One interesting difference between printed newspapers and a website is that content can be better tailored to meet readers’ tastes.
As Nancy explained: “With the front page [of the newspaper] it was always a bit of a gut reaction, what we thought people would like, but now we can actually see what people are looking at.
“But it is doubtful that the election will be the most read item.”
To illustrate her point, Nancy brought along a screen shot of the electronic ‘scoreboard’ which is permanently on display in The Star’s newsroom and shows, in real time and updated almost by the second, what visitors to the website are looking at.
On the morning of her visit, the most read item up to eight o’clock had been Sheffield United’s comeback against Norwich City.
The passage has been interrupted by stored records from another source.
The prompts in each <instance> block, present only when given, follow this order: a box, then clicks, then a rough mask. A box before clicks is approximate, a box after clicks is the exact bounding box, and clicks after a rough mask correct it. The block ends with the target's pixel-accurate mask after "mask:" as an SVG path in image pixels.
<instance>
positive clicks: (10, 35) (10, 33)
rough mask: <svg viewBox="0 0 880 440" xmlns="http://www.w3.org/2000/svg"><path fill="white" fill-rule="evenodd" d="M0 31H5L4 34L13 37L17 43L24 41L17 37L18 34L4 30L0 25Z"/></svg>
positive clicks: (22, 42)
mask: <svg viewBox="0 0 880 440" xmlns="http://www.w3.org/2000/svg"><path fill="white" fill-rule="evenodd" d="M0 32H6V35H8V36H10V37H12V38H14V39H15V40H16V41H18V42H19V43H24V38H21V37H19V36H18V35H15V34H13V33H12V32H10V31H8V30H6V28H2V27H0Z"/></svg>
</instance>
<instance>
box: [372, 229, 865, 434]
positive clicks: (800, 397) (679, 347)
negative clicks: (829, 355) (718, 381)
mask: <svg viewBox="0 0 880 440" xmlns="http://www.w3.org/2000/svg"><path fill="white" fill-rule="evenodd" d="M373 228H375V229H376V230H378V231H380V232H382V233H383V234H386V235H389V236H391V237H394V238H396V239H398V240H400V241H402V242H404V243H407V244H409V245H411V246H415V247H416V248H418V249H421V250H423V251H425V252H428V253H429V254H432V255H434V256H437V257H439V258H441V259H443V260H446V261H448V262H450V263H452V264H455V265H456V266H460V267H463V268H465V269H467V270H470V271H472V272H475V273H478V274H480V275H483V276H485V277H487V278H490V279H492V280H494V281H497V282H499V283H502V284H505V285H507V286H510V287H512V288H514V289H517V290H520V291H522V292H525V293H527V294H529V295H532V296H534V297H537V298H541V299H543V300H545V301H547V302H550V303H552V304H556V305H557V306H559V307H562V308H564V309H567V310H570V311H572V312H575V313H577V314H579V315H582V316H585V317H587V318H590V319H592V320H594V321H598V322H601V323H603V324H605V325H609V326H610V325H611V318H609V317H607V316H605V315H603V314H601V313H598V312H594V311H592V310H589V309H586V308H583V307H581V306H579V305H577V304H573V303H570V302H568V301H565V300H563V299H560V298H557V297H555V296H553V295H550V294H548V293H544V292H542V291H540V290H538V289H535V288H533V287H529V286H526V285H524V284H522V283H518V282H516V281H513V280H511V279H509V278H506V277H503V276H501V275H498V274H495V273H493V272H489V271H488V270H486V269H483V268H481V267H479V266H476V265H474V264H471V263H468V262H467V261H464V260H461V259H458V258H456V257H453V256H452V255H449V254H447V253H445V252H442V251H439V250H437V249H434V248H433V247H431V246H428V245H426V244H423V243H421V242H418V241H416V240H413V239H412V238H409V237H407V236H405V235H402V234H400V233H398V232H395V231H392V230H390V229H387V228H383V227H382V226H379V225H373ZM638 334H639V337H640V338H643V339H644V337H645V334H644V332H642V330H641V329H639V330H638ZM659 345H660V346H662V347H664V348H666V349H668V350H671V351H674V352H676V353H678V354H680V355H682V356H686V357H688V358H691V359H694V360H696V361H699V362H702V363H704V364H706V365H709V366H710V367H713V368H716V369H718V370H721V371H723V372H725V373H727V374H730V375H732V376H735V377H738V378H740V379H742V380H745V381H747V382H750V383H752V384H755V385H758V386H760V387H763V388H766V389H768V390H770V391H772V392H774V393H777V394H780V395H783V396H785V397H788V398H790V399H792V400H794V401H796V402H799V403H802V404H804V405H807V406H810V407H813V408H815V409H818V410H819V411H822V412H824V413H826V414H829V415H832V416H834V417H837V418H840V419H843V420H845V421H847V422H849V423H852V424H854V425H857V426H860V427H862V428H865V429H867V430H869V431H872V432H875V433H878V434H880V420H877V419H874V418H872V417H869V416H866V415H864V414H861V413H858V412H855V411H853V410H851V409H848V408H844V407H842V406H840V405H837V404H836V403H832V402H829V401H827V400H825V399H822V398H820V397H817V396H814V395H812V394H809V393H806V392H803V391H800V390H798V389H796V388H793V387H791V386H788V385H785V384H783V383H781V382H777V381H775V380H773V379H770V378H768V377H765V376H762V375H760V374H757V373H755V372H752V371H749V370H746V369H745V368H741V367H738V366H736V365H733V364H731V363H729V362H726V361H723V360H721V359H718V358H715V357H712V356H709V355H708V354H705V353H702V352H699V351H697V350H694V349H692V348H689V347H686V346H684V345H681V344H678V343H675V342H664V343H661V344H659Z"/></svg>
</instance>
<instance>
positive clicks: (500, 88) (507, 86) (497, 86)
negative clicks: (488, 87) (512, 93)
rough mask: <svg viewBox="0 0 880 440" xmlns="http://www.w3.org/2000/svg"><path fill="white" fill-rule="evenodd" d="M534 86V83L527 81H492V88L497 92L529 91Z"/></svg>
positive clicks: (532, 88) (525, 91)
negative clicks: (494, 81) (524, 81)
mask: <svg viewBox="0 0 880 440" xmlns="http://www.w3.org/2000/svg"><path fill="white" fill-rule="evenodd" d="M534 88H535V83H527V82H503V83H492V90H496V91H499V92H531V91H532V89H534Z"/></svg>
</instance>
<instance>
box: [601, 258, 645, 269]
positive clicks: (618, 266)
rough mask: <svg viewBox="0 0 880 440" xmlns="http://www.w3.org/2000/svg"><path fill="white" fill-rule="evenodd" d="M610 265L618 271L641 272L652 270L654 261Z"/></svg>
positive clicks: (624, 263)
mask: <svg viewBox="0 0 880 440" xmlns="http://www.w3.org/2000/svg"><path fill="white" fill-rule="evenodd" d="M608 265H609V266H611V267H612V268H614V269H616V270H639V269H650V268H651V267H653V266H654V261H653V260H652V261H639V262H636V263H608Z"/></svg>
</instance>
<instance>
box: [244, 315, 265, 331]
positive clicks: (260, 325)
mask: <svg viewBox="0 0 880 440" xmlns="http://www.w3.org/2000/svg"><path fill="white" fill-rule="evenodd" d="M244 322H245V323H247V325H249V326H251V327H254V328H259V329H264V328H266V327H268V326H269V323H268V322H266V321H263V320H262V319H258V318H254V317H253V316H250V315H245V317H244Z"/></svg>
The first political story on the list, about LibDem leader Jo Swinson’s visit to Sheffield, ranked only sixth.
“If they are not looking at politics today, when will they be?” she asked. “We know what interests the people out there. If they are not clicking on politics, why should we write about politics?
“It is a very worrying trend, and a depressing picture that they [the figures] paint.
On a recent day, in the middle of the General Election campaign, the most viewed stories were about a Sheffield customer who was turned away from a pub for wearing a flat cap, which attracted 51,000 hits, and an item about a Sheffield mother who complained that her son’s day – “if not his life” – had been ruined by a Cadbury’s advent calendar which was missing its chocolates, and which attracted 47,000 views.
“You get more money, the greater number of people looking at your website, so you have to give them what they want to read,” Nancy added.
“It’s quite a serious debate, how to get people to engage with politics. We’ve had stories about national politicians coming to the city, which we have put on the front page of the printed paper, but virtually nobody was looking at them on the website.”
Nancy also believes that local democracy is at risk because papers such as The Star, which will only publish unbiased stories, are often competing with political leaflets which are made to look like local newspapers. “Political parties put a tremendous amount of effort and money into producing material which just isn’t true,” she claimed.